When it comes to the Summer Olympic Games, you'd be hard-pressed to find a person who doesn't have a favorite sport to watch. While many viewers set alarms for popular events like gymnastics and swimming, others are more fond of the lesser-known sports, which brings us to the subject of speed walking.
Speed walking, which is technically known as race walking, is an Olympic sport with two separate events. In one, men and women compete to walk 20 km (or 12.42 miles), and in the other – which was sadly competed for the very last time on August 6, 2021, in Tokyo – men race to walk 50 km (or 31.06 miles).
But if you've ever caught the event on TV, you might ask yourself why the athletes wiggle their hips while competing and walk with such an unusual gait. Put another way: Why do speed walkers walk that way? Keep reading while Distractify explains.
Why do speed walkers walk that way?
Like with every sport, there is a strategy to race walking. But first, it's important to understand the rules of the game.
According to Vox, which does an impeccable job of breaking down the sport, there is one key rule of race walking that every athlete must abide by.
Rule 230.2 of the sport, called "The Definition of Race Walking," states: "Race walking is a progression of steps so taken that the walker makes contact with the ground, so that no visible (to the human eye) loss of contact occurs." What this means is that unlike in running where both of an athlete's feet are often off the ground, in race walking, one of the walker's feet must always be touching the floor.

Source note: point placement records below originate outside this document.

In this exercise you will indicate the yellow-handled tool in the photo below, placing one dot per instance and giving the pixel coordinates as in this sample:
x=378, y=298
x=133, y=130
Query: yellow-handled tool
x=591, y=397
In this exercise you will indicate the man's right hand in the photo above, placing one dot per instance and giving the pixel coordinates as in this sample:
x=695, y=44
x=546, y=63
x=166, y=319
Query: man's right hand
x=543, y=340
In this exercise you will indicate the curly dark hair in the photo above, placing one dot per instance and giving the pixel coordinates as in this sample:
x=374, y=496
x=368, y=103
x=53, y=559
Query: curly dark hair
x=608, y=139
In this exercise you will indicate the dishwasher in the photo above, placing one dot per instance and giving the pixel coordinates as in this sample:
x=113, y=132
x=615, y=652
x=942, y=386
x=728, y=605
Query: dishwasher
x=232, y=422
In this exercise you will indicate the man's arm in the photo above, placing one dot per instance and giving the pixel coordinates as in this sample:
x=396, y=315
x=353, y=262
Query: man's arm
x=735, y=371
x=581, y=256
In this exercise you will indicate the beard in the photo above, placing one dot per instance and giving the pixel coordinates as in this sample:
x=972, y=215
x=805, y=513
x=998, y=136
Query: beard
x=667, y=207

"Flight time," which is the technical term for both of an athlete's feet being off the ground, is illegal in race walking and constitutes a disqualifying offense.
But keeping one foot on the floor isn't even what gives race walkers their wiggly walk.
Rule 230.2 continues to specify that "the advancing leg must be straightened (i.e. not bent at the knee) from the moment of first contact with the ground until the vertical upright position." Though the language makes it a little tough to visualize, it's actually this portion of the race-walking definition that gives speed walkers such an unusual gait.
As Vox explains, a walker's speed is equal to the length of their stride times the frequency of their stride. In other words, a speed walker can take long steps or fast steps, but they cannot bend their knees or jump. Since they can't do either of these things to make themselves go faster, they instead keep their hips forward and rotate their pelvis in order to increase their speed, which are the funny features audiences have come to associate with the sport.
And many race walkers actually walk faster than your average person can run. In 2017, British Olympic race walker Tom Bosworth clocked a 5:31 mile. Lithuanian Sada Eidikyte has held the women's record since 1990, with a 6:16 mile.